FIX gene is positioned at Xq26.3-27.2, total length 34kb, is made up of the tune region in 8 exons, 7 introns and flanking sequence.8 exon length from 25bp to 1935bp not etc., exons 1 coded signal peptide, the protein excretion of bootable synthesis is in blood; Exon 2 and 3 coding propetide and GLA structural domains; Exon 4 is encoded skins somatomedin structural domain I, this structural domain can with Ca 2+combine closely; Exon 5 is encoded skins somatomedin domain II; The encoding activating structural domain of exon 6, in coagulation process, under the acting in conjunction of XIa, VII a and tissue factor, FIX will be cut off at the 221st hyte propylhomoserin, the 269th arginine and the 365th Serine place, form light chain and heavy chain, now FIX is just transformed to activated FIXa; Exon 7 and 8 coding catalyst structure domains, play a very important role in the conversion of FXa at catalysis FX.FIX genetic flaw type is very various, the sudden change FIX transgenation of collecting in up-to-date human mutation database is more than 1000, comprise point mutation, the insertion of small segment and disappearance, large fragment copy the various mutations types such as rearrangement, wherein modal be caused by single base mutation missense mutation, nonsense mutation and splice mutation.

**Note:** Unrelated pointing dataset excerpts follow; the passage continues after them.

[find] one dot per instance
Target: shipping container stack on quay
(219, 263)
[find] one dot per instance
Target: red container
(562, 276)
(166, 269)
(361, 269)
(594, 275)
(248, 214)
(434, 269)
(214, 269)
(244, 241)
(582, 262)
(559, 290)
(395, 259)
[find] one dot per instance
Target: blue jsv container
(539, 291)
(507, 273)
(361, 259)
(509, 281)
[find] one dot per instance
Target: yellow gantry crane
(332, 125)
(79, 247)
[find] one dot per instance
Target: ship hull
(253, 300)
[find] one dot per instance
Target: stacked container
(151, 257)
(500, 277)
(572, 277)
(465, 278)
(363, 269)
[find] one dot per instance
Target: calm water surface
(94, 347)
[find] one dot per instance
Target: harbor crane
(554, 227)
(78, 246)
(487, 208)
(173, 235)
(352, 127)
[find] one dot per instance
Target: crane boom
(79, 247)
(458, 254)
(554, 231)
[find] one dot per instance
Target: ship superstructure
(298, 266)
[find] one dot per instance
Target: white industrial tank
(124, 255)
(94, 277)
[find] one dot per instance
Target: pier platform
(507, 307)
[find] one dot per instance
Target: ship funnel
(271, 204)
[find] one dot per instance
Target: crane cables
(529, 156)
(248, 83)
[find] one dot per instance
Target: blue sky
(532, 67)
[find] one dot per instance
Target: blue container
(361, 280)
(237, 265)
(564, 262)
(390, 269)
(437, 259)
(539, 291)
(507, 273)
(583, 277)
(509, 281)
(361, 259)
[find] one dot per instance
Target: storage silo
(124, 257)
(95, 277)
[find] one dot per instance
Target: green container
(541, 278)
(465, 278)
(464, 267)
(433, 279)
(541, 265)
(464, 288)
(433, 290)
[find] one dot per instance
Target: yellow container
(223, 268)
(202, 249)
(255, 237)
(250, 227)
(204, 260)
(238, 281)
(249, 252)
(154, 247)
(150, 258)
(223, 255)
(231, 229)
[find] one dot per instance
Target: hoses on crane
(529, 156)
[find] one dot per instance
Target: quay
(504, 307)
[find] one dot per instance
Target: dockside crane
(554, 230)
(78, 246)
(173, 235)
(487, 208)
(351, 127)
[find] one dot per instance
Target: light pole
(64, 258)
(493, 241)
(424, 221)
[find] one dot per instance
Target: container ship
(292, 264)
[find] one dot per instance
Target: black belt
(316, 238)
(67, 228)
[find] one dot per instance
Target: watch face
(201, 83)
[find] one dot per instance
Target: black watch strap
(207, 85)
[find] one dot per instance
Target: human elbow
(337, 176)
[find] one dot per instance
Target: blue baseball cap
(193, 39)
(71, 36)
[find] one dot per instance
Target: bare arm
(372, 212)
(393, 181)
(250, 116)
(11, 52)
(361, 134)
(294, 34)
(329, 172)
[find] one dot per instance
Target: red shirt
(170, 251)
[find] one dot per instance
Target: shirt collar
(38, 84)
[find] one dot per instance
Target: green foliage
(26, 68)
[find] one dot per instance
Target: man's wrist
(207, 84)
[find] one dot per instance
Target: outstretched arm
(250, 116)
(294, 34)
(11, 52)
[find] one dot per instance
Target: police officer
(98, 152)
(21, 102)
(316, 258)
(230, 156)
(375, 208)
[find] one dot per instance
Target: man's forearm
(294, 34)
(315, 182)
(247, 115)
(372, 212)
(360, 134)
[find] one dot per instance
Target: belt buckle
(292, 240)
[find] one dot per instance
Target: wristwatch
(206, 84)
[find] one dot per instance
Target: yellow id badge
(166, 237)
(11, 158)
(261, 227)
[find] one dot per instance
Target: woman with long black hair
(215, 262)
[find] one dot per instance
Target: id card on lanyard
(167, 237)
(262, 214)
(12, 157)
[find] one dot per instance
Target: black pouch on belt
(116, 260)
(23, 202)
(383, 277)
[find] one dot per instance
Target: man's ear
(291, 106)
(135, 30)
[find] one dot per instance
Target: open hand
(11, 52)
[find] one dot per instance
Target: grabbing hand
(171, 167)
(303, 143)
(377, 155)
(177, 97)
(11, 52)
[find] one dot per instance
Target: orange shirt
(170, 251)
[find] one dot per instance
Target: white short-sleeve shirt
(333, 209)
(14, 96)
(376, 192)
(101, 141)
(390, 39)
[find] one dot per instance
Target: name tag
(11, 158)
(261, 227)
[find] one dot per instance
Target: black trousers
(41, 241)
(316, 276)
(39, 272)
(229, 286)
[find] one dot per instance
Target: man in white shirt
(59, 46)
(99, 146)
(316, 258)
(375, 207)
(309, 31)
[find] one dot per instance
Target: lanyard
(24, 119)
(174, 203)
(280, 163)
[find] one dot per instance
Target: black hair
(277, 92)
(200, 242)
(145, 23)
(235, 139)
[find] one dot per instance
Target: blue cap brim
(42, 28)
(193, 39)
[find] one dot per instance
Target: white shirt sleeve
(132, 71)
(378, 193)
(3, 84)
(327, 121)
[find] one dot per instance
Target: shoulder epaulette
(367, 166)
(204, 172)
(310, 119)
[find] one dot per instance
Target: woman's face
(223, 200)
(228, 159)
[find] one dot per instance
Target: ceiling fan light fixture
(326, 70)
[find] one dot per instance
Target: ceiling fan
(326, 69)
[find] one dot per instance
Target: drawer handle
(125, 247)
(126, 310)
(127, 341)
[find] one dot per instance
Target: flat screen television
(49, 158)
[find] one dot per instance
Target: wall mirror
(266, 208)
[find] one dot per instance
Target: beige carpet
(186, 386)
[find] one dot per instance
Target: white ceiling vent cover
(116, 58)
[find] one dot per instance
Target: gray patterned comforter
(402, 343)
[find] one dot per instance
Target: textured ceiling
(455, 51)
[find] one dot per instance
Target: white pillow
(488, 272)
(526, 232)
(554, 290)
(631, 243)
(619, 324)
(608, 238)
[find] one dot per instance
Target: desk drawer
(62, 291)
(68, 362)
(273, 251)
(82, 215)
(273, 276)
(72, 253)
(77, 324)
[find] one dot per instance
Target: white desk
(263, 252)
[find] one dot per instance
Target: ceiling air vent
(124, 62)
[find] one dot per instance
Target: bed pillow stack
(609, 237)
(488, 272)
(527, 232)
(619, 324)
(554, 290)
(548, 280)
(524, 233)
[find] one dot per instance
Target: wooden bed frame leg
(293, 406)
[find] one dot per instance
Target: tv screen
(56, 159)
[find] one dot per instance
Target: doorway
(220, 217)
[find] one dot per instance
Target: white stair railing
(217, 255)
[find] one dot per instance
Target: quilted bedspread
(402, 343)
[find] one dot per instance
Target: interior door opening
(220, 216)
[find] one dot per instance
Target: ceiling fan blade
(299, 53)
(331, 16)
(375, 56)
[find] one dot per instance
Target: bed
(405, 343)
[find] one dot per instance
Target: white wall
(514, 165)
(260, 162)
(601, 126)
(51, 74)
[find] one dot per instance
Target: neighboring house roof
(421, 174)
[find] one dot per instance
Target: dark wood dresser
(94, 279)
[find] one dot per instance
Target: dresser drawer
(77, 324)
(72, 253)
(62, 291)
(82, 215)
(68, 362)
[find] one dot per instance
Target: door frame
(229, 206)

Before gene sequencing technology is not yet universal, family linkage analysis is the method being most commonly used to hemophilia family female carrier detection and prenatal gene diagnosis.Because linkage analysis need provide the blood sample of several member in family, make the genetic information of family complete as far as possible, and could adopt when the significant site with polymorphism meaning must be detected, thus may face many restrictions when reality uses.When the pleomorphism site adopted is positioned at outside gene, also may linkage analysis be made due to homologous recombination phnomena to occur mistake, cause final result to judge to produce larger error.Direct mutagenesis detection to F9 gene direct Sequencing by DNA sequencer, is found out the accurate location of sudden change, can be provided information more accurately.Owing to achieving automated operation, the PCR that we adopt, in conjunction with DNA direct Sequencing method, thus substantially reduces Diagnostic Time, the man power and material saved, and order-checking efficiency is high, and can determine position and the form of transgenation, result is also more clear and definite.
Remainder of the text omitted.